A new study suggests spending time in front of the TV can have negative effects for toddlers' future, specifically when it comes to their social life. The number of hours spent in front of the television at age 2 correlates to a likelihood of being bullied in sixth grade, according to the research.

"It is plausible that early lifestyle habits characterized by less effortful interactive experiences, such as early televiewing, can ultimately result in social skill deficits,” said Linda Pagani, of the University of Montreal and its affiliated CHU Sainte-Justine children's hospital, in a press release. “More time spent watching television leaves less time for family interaction, which remains the primary vehicle for socialization.”

Pagani’s study involved examining the TV viewing habits and bullying history of 991 girls and 1,006 boys. Parents reported the children’s television habits, and the level of victimization in grade six was reported by the kids themselves. Children were asked if they had ever had their belongings taken from them and how often they were physically or verbally abused by peers.

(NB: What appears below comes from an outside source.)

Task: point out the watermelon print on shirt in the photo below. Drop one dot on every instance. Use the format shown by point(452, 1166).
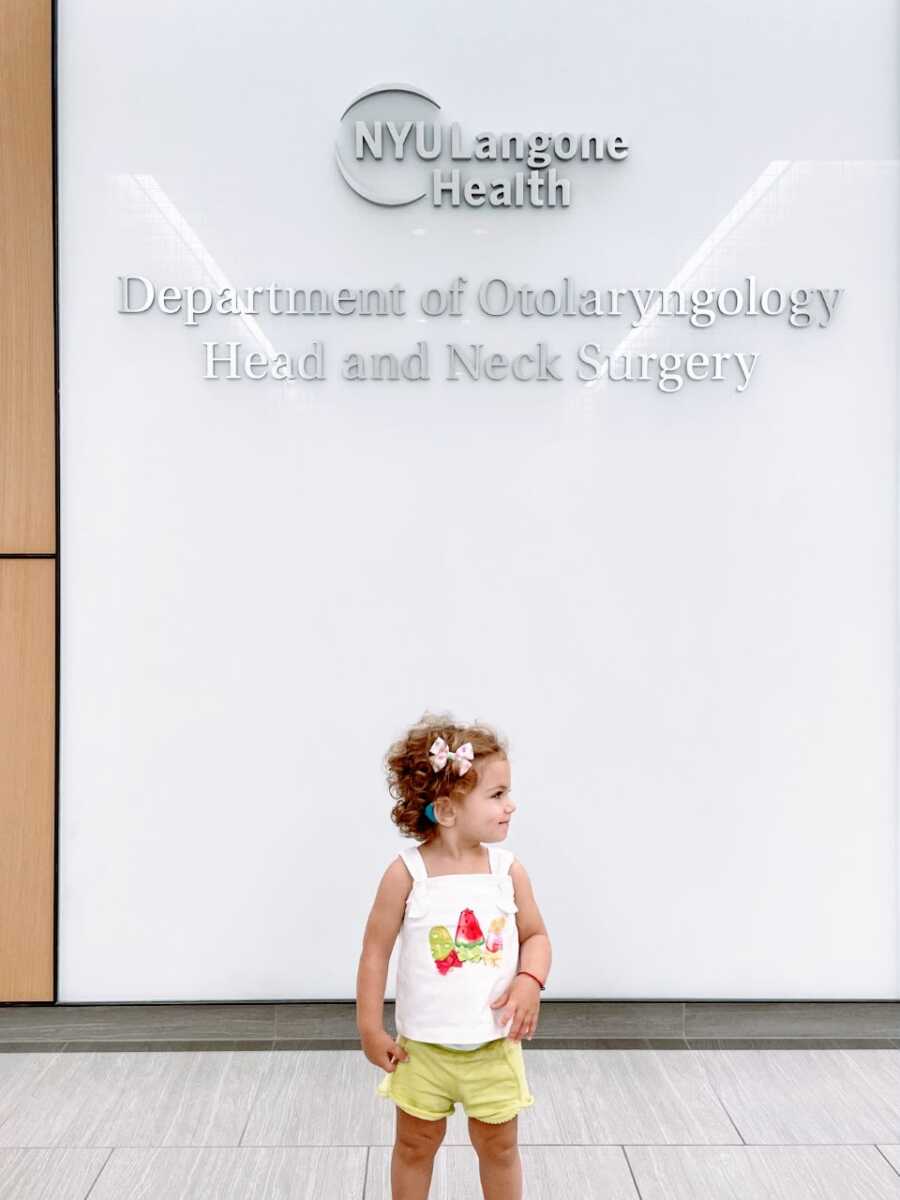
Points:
point(468, 946)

"Every standard deviation unit increase of 53 minutes in daily televiewing at 29 months predicted an 11 percent standard deviation unit increase in bullying by sixth grade classmates," Pagani said. "This figure takes into account other confounding factors that might influence the likelihood that the child would be bullied, such as his behavior and cognitive abilities and the characteristics of his family: their income, functioning, composition, and the level of the mother's education."

The American Academy of Pediatrics (AAP) recommends that daily screen time for toddlers not exceed one to two hours. "The AAP recommendations particularly relate to quantity of televiewing time,” Pagani said. “There are only 24 hours in a day, and for children, half should be spent meeting basic needs — eating, sleeping, hygiene — and the remainder spent on enriching activities and relationships.”

Past studies have shown that children who spend more time in front of the TV are likely to be exposed to programs containing violence and sex. While experts agree that certain television programs can have educational benefits, the media can also desensitize kids to violence, and even cause them to imitate it. Even after they stop watching, negative effects like sleep disturbances have been exhibited in those children that watch excessive amounts of TV.

Source: Pagani L, et al. Too Much Television? Prospective Associations Between Early Childhood Televiewing and Later Self-Reports of Victimization By Sixth Grade Classmates. Journal of Developmental & Behavioral Pediatrics. 2015.